Thursday, January 11, 2018

Civil: Minor release 0.84

After getting the game to run, I decided to release the current state of the code as version 0.84. Downloads are hosted on PyPI and there is a Windows installer on bintray.

I used the right to increase the version of the GPL-2.0 open source license and published the code under the GPL-3.0 license. However, the content and look is probably very similar to version 0.83 from 2004. The editor is not yet working.

There are two ways to get Civil 0.84:

1. Use the Windows installer

Windows Installer (18 MB) comes bundled with its own Python runtime.

2. Use PyPI

Install with 'pip install civil'.

Monday, January 8, 2018

Civil: Getting the game to run

Getting a game that saw last development many years ago to run is a hard task. It used Python 2, I wanted to use Python 3. It used PyGame 1.5.3, now the actual version is 1.9.3. And because there was no ' binary distribution' I cannot be sure if ever it run. And there are parts written in C which I would like to avoid. Python is still there and even more popular now, but being a weakly typed language, makes it harder to refactor or detect unused code.

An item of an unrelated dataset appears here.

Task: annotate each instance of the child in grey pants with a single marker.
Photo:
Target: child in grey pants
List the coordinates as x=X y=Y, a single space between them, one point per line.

In the end I managed (and could restructure the project too) by

  • Repeatedly (many, many times) starting the game, letting errors happen, looking at the stack trace, setting breakpoints, inspecting variables, fixing code.
  • Replacing old  code with fixed code in multiple location simultaneously using regular expressions and project wide find&replace in PyCharm
  • Using PyCharms refactoring capabilities
  • Using the 2to3 script to update Python 2 to Python 3 code
A mixture of all these methods finally made Civil run for me on a modern system with the limitation, that units do not move on the battle field. I'm not sure, if the original developers actually fixed that.

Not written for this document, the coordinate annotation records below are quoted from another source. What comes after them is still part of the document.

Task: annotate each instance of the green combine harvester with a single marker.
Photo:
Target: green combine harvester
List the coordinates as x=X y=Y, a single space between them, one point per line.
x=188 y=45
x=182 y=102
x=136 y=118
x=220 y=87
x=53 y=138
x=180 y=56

Civil seems to be free of obvious bugs.

Tuesday, January 2, 2018

FreeRails: Minor release 0.4.1

After an initial round of cleanup of the code base, and building the original FreeRails 0.4.0 code with Java 8, I released this slightly improved version as 0.4.1. Downloads will be hosted on bintray.

Download 0.4.1

I used the right to increase the version of the GPL-2.0 open source license and published the code under the GPL-3.0 license. However, the content and look is almost exactly the same as version 0.4.0 from 2008.